El intríngulis de la trama está en los mundos paralelos en que vive Lambert – de ahí lo de “mentiroso” – cuando está en la cama durmiendo sometido a una hipnosis por prescripción facultativa. Mundos que dan miedo a su leal institutriz La Pippon, en cuanto que también el propio soñante puede morir de verdad.
- No deben hacerse viajes tan largos, mon petit prince, sin salir de la cama. No es sano. Los aires del misterio también acatarran.
La monstruosa casa también tenía su monstruoso archivo, en que además de poder encontrar cartas de Diaghilev, de madame de Noailles, de Sarah Bernhardt, de Mallarmé o de Proust, también se podían hallar las cartas de un tal Leos Cuturrufa, un asesino pervertido que decía que en la poza fecal de Menilmontant las más bellas se hacían un baño de mierda que las embellecía aún más hasta hacerlas irresistibles, que en rituales endemoniados se consumía un bebé de pocos meses asado vivo a la parrilla, describía también cómo se viola a una virgen con un calabacín ahuecado y seco, relleno de hormigas carnívoras, o cómo existían pastelillos de hachís mezclados con el menstruo de las cortesanas o de las aristócratas famosas, etc. Desde luego no había vida sin exageración para Lambert. Estas cartas aumentaban la locura del ya medio loco Lambert y a nuestro narrador, recién salido de la adolescencia, le causaban pesadillas:
- Cuturrufa quería cortarme el pito para servírsele asado y acaramelado a otro degustador de élite.

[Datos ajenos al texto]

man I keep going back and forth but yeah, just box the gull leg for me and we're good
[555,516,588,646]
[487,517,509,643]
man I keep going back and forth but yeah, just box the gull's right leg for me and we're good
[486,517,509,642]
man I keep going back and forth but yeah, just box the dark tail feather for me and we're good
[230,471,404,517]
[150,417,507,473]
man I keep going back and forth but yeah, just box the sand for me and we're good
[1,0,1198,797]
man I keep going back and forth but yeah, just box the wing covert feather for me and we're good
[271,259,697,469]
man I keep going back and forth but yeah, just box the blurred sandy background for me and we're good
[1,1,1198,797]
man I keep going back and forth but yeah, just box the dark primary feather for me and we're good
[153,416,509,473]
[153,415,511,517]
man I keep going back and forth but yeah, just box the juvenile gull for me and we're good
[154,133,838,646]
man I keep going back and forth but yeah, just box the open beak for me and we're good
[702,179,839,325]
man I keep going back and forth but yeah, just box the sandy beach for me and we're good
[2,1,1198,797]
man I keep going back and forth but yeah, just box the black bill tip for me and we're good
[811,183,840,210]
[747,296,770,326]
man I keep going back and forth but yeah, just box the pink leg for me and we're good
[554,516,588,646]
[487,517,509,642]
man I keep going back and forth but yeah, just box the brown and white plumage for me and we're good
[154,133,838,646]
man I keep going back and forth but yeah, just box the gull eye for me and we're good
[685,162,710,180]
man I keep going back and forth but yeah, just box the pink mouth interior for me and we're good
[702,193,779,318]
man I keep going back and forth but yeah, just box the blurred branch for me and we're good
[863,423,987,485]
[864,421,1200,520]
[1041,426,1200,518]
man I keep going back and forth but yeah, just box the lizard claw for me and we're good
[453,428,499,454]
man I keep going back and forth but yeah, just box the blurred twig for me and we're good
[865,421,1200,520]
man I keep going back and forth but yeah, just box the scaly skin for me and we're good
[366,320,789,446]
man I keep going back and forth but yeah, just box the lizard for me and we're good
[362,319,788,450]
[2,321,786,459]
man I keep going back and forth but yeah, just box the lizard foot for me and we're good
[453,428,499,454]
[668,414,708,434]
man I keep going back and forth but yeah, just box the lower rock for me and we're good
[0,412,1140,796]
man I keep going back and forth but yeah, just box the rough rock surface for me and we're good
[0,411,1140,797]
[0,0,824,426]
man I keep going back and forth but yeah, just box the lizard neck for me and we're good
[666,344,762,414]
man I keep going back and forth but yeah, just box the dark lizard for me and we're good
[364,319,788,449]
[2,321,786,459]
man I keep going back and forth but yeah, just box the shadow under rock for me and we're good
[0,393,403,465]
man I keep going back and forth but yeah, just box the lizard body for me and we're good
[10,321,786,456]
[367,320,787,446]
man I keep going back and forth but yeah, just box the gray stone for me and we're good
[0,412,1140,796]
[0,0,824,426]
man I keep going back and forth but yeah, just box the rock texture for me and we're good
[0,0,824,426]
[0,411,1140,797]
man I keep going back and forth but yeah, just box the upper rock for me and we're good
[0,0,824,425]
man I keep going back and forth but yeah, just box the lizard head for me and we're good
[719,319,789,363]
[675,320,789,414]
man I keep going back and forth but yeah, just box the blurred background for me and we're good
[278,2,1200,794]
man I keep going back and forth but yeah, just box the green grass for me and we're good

Por lo demás, el primo Lambert, enfermo de asma, tiene como tratamiento la hipnosis, que le ingresa en otros mundos y en otra existencia comenzada ya, un mundo con cinco lunas y con humanos con seis dedos en las manos y con dos dedos más de frente. Y quizás la explicación de los inadaptados sea precisamente que no son del mundo en que los vemos, que son como turistas del alma despistados. Y el país de Nieva era y es todavía un país de inadaptados, porque nuestra realidad absurda tampoco está regida por claros cánones disparatados. Un país de jueces estupefactos, absolutamente nievanos como personajes, no como trama argumental, que no entienden eso de que los representantes del pueblo tienen que ser inviolables para no ser eliminados por los jueces lacayos de los poderosos, quebrantando así la tradición democrática y casi termilenaria de los tribunos de la plebe. Esta España tenebregosa sí es un país inverosímil, y no la lógica interna de esta novela magistral, con un poder judicial carcomido y prepotente que quiere llevarnos a un decenvirato. El cultísimo Paco Nieva hubiera jugado con la etimología latina de “estupefacto”, que, desde luego, da mucho juego. Esta misma novela es rica en estupores.
- Buenos días, mon petit monsieur.
Esto me encrespó imprudentemente.
- Yo no soy ni petit ni suyo, señora.
Aquel grave registro de mi voz la dejó un poco estupefacta.
(…)
- He tenido un sueño y he estado viviendo en un allá, donde me he dejado todos mis recuerdos de aquí.